Reshaping Juvenile Justice examines reforms in New South Wales under the Young Offenders Act 1997. The Act institutionalises a fresh approach to juvenile justice – one that regulates police discretion at the gate-keeping level, emphasises diversion as a principle, introduces restorative conferencing as an intermediate intervention, and relegates the use of courts to the last resort.
The enactment of the Young Offenders Act followed years of experimentation with various models of police cautioning and diversion. The Act is unique in its focus on community, victim and family participation, in the limits it places on the exercise of police discretion, and in the provisions made for children’s access to legal advice. The reform is also exceptional in that it was implemented through an unusual mixture of cross-government and community co-operation. An independent agency, the Youth Justice Conferencing Directorate, was established to manage and administer youth justice conferences. Conference convenors are recruited from individuals who live and work in the local communities. As an innovative social experiment, policymakers and researchers will watch the impact of the Act both nationally and internationally.

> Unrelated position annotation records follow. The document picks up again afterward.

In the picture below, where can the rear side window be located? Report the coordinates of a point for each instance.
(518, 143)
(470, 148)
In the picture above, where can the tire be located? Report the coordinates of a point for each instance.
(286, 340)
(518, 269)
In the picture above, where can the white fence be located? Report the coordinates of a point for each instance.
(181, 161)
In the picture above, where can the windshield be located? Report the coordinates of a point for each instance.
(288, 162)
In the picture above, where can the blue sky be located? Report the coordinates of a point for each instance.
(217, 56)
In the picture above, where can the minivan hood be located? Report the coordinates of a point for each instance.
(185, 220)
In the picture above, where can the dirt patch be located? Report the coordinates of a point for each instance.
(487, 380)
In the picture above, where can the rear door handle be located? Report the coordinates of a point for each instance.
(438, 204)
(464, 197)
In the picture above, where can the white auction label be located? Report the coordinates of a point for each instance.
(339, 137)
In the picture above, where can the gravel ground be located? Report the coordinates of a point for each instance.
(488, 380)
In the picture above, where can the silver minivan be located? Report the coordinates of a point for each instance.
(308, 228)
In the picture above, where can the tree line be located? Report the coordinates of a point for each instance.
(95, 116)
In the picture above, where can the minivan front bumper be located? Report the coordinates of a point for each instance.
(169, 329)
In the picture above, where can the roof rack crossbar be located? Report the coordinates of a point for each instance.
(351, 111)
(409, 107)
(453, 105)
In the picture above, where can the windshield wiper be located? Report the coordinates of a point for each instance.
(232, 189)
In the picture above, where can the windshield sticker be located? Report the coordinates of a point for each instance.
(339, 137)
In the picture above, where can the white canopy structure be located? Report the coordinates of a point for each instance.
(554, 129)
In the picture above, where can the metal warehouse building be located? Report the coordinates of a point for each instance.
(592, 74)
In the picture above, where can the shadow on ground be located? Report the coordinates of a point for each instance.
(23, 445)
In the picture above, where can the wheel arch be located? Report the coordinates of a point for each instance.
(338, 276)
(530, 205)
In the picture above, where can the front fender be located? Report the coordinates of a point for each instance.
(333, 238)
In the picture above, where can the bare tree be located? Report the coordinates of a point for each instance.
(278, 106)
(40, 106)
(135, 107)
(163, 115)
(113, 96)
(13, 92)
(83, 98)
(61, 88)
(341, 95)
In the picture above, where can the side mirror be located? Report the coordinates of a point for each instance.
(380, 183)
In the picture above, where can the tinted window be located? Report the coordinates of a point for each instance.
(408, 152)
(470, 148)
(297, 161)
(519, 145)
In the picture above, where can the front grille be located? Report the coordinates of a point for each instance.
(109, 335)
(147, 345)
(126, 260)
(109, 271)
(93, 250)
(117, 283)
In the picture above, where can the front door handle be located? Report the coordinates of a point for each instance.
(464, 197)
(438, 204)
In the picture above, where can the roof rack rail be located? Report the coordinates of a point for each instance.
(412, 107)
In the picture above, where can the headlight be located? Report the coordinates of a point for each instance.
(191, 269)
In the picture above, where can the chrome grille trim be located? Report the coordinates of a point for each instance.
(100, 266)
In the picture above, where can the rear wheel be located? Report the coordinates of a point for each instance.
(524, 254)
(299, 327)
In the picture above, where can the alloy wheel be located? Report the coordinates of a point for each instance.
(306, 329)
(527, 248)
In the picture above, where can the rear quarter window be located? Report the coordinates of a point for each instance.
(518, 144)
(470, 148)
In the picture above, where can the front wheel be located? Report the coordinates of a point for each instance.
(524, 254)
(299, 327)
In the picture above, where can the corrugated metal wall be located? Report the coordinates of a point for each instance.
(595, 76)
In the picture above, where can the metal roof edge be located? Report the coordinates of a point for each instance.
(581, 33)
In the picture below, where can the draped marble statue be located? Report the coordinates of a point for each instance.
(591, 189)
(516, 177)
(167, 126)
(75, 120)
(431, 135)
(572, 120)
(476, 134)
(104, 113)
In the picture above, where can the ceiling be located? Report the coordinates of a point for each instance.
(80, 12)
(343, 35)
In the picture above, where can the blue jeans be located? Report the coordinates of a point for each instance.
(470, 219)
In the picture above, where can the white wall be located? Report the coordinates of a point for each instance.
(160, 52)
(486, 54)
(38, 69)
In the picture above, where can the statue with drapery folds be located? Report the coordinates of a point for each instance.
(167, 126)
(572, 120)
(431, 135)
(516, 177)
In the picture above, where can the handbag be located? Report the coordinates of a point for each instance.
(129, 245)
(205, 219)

Reshaping Juvenile Justice brings together the most up-to-date research evidence and analysis of the Young Offenders Act. It details the history of the Act’s development and implementation. It describes the working of the Act and evaluates its effectiveness and impact on young offenders, victims, and juvenile crime. In discussing the strengths and weaknesses of the Act and in identifying the critical success factors and barriers to implementation, the monograph lays the groundwork for future debates on juvenile justice in Australia.